Blake decided to act upon those suicidal thoughts last May. He had been plagued by his rape and felt that he had no way out of the pain he suffered.

“Some days, [depression] feels like a wave hitting you,” Blake said. “There have been moments when I just wanted it to all stop, not because I wanted to die, … [I] just want[ed] it to be done.”

Blake caught Stephen Colbert’s late-night show last November and found himself finally enjoying a part of his life. Despite his suicidal thoughts, he had found something that brought him happiness and realized suicide was not the way to deal with his illness.

Now, Blake has taken to the Student Union Memorial Center with a project to tackle the stigma associated with mental illness and hopefully make it to the “Late Show” with the man he says saved his life.

His project is simple: He uses poster boards to gather signatures in support of mental health awareness, in order to change the face of mental illness and gain recognition to be on Colbert’s show. Blake has even taken the spotlight of media outlets around the state, including CBS, LGBT Weekly and The State Press.

Joey Pucino, a freshman studying film, production and television, signed the board in support of Blake’s cause.

“I’ve never seen anyone go about dealing with PTSD that way,” Pucino said. “He’s channeling it into something that’s really nice and it’s cool that his end goal is to get on Colbert. And even if he doesn’t get all the way there, it’s cool that we actually get to help him by signing.”

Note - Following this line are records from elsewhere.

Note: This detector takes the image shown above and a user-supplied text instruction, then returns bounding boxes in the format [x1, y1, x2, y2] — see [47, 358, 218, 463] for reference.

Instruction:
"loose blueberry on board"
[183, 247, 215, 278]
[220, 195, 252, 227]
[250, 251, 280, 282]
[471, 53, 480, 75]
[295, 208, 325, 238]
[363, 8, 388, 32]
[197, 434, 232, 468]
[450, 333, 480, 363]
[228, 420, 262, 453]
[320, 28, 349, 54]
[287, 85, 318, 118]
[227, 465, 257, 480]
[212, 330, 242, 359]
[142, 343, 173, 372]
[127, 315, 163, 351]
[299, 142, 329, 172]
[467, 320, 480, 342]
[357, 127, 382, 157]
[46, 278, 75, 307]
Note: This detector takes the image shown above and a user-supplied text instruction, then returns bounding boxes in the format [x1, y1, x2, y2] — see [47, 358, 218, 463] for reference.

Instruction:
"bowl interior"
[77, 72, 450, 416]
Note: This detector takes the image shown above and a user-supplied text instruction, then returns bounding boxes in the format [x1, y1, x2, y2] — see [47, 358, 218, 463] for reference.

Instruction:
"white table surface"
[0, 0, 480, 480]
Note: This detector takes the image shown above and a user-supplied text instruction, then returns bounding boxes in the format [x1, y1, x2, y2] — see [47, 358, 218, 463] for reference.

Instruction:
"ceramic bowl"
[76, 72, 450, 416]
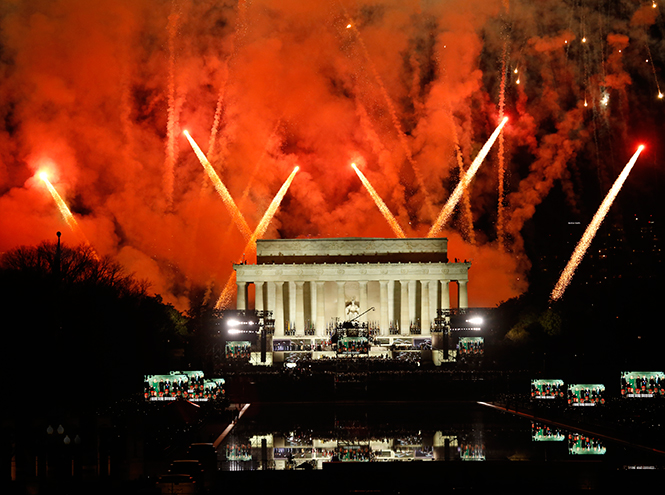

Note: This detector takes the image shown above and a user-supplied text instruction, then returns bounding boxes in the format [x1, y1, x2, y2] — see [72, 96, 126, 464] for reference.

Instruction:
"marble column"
[386, 280, 397, 329]
[309, 282, 319, 335]
[429, 280, 441, 323]
[408, 280, 417, 332]
[271, 282, 284, 337]
[337, 282, 346, 321]
[236, 282, 247, 309]
[441, 280, 450, 309]
[457, 280, 469, 308]
[420, 280, 432, 335]
[379, 280, 390, 335]
[254, 282, 264, 311]
[287, 281, 294, 332]
[312, 282, 326, 337]
[399, 280, 411, 335]
[294, 281, 305, 335]
[358, 281, 369, 322]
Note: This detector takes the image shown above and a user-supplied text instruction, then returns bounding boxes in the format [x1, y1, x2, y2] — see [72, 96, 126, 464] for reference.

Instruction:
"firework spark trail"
[39, 172, 99, 260]
[645, 43, 663, 98]
[183, 131, 252, 239]
[164, 1, 179, 209]
[427, 117, 508, 237]
[215, 167, 300, 309]
[340, 13, 434, 218]
[208, 0, 248, 161]
[550, 145, 644, 303]
[351, 163, 406, 239]
[496, 42, 508, 251]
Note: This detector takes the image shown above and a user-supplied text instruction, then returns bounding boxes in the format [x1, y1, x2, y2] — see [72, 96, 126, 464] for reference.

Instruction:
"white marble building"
[233, 238, 471, 338]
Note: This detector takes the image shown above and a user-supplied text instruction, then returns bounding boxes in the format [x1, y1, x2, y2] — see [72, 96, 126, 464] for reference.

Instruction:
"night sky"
[0, 0, 665, 309]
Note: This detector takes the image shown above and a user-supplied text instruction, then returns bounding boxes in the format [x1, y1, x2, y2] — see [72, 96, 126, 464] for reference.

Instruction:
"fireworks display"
[427, 117, 508, 237]
[0, 0, 665, 309]
[550, 145, 644, 302]
[184, 131, 252, 239]
[351, 163, 406, 238]
[215, 167, 300, 308]
[39, 172, 96, 256]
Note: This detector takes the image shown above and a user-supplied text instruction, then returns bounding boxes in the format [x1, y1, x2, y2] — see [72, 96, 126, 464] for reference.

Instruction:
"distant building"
[233, 238, 471, 340]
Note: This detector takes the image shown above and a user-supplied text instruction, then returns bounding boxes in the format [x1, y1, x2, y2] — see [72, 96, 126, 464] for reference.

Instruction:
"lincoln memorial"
[233, 238, 471, 338]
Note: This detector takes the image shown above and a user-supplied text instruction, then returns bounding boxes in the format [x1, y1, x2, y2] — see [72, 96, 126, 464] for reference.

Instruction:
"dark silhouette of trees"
[0, 242, 187, 407]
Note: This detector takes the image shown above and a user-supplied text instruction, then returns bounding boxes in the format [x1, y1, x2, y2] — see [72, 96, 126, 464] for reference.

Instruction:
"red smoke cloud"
[0, 0, 654, 309]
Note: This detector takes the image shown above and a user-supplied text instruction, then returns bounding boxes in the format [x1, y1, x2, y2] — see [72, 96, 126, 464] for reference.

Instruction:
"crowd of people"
[225, 342, 252, 360]
[143, 372, 225, 400]
[621, 373, 665, 396]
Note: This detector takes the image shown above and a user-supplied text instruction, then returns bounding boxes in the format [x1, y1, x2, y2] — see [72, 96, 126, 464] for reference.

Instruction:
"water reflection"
[220, 403, 648, 470]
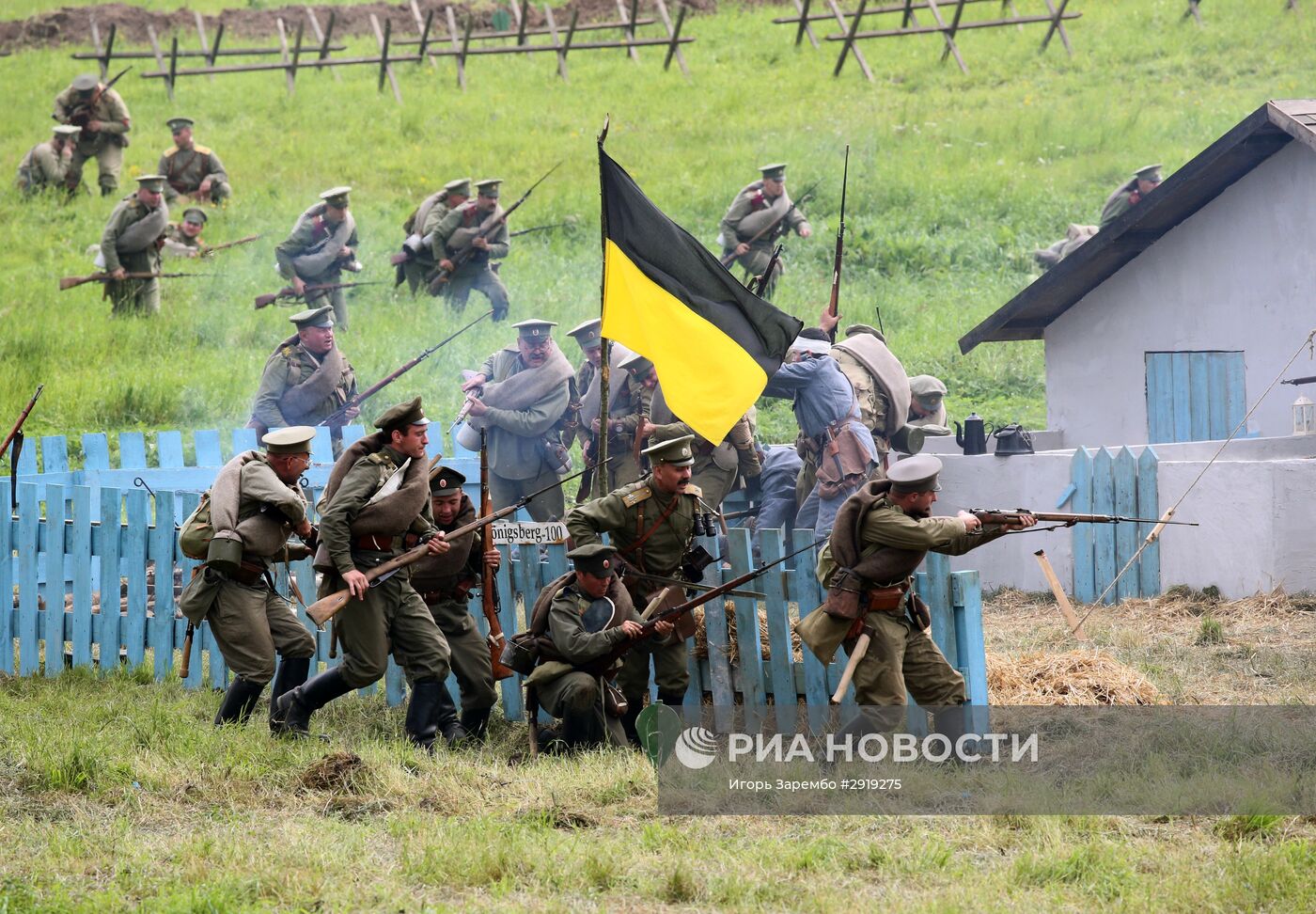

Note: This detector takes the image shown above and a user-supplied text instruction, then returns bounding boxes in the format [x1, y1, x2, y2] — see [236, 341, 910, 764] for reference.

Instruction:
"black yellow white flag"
[599, 151, 803, 443]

He not only wants to bring awareness through his project, but also send a message that mental illness does not define an individual—anyone can overcome their diagnosis and find happiness. He said his project is a way he is able to find himself and get through his depression that came with PTSD.

For Blake, meeting new people and hearing the stories of others has been a way to find his own happiness.

“Five months ago, the tendency was, for me, to go away from people. I just didn’t want to be bothered,” Blake said. “And now, even when I don’t have my boards with me, the tendency is to go toward people.”

Blake has garnered signatures on over 100 poster boards on his trip across the state. He hopes the signatures will gain him enough recognition to earn him a spot on the show so he can further his cause for mental health awareness.

Blake said he also plans on making the boards into a physical art project once he has completed his journey. Even with his plans to make it to the small screen, Blake says his message will stay the same.

“I am a lot more than [mentally ill],” he said. “I think that it’s giving other people a chance to say that they are a lot more than that, too.